"Everybody out?" asked he.
"Yes," answered I. "Everybody."
He did not ask whether his nephew had been there. He drew a chair up to the table and began playing with the reels and tapes in my work-basket. Mother and Joyce would have been in an agony at seeing their sacred precincts invaded by the cruel hand of man, but it rather amused me to see the hopeless mess into which he was getting the hooks and silks and needles. My basket never was a miracle of orderliness at any time.
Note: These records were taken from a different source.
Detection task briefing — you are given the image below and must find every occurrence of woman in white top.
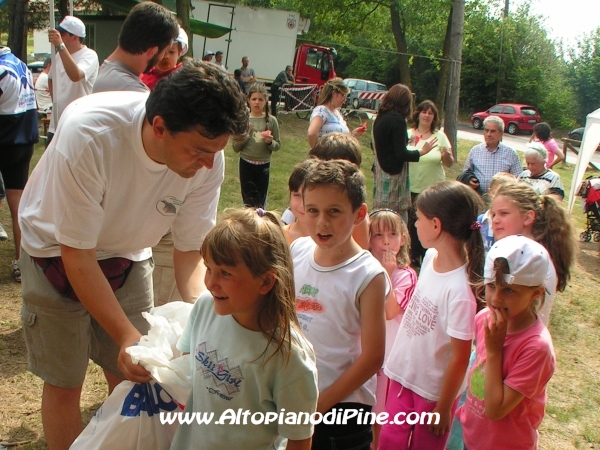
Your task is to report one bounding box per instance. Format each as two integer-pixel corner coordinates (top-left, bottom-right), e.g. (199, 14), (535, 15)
(308, 78), (366, 148)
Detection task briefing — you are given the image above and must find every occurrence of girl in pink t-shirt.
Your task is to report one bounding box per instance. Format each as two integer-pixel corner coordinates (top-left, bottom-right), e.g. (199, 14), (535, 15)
(457, 235), (556, 450)
(369, 209), (417, 449)
(531, 122), (565, 169)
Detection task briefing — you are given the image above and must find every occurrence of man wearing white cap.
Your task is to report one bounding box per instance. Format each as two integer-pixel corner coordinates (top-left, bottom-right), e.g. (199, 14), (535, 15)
(94, 2), (179, 92)
(47, 16), (98, 144)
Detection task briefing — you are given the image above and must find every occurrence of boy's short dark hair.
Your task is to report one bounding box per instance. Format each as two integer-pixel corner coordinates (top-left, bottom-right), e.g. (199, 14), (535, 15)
(308, 132), (362, 167)
(302, 159), (367, 211)
(146, 61), (248, 139)
(119, 1), (179, 55)
(288, 160), (310, 193)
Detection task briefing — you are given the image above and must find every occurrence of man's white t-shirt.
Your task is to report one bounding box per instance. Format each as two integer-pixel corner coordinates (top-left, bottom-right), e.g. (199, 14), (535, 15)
(48, 46), (99, 133)
(384, 249), (477, 401)
(35, 72), (52, 111)
(19, 92), (224, 261)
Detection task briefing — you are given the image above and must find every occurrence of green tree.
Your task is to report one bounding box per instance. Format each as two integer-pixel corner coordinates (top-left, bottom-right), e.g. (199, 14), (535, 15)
(568, 27), (600, 124)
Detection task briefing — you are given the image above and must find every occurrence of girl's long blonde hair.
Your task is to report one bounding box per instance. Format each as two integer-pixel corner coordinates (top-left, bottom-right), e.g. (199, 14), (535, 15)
(369, 209), (410, 268)
(496, 182), (578, 292)
(200, 208), (300, 363)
"Is Miss Joyce quite well?" said he at last, trying to get the scissors free of a train of cotton in which he had entangled them.
I felt almost inclined to laugh. Even to me, who am awkward enough, this seemed such an awkward way of introducing the subject, for of course I had guessed that he had missed her directly he had come into the room.
"Yes, quite well, thank you," answered I. And then I added, laughing, and seeing that he had got hold of a bit of my lace, "Oh, take care, please, that's a bit of my finery for to-morrow night."
He dropped it as if it had burned him. "Oh dear, dear, yes, how clumsy I am!" cried he, pushing the work-basket far from him. "I hope I have spoiled nothing."
"Why, no, of course not," laughed I. "I oughtn't to have spoken. But you see I have only got that one bit of lace, and I want it for to-morrow night."
"Oh yes; I suppose you young ladies are going to be very grand indeed," smiled he.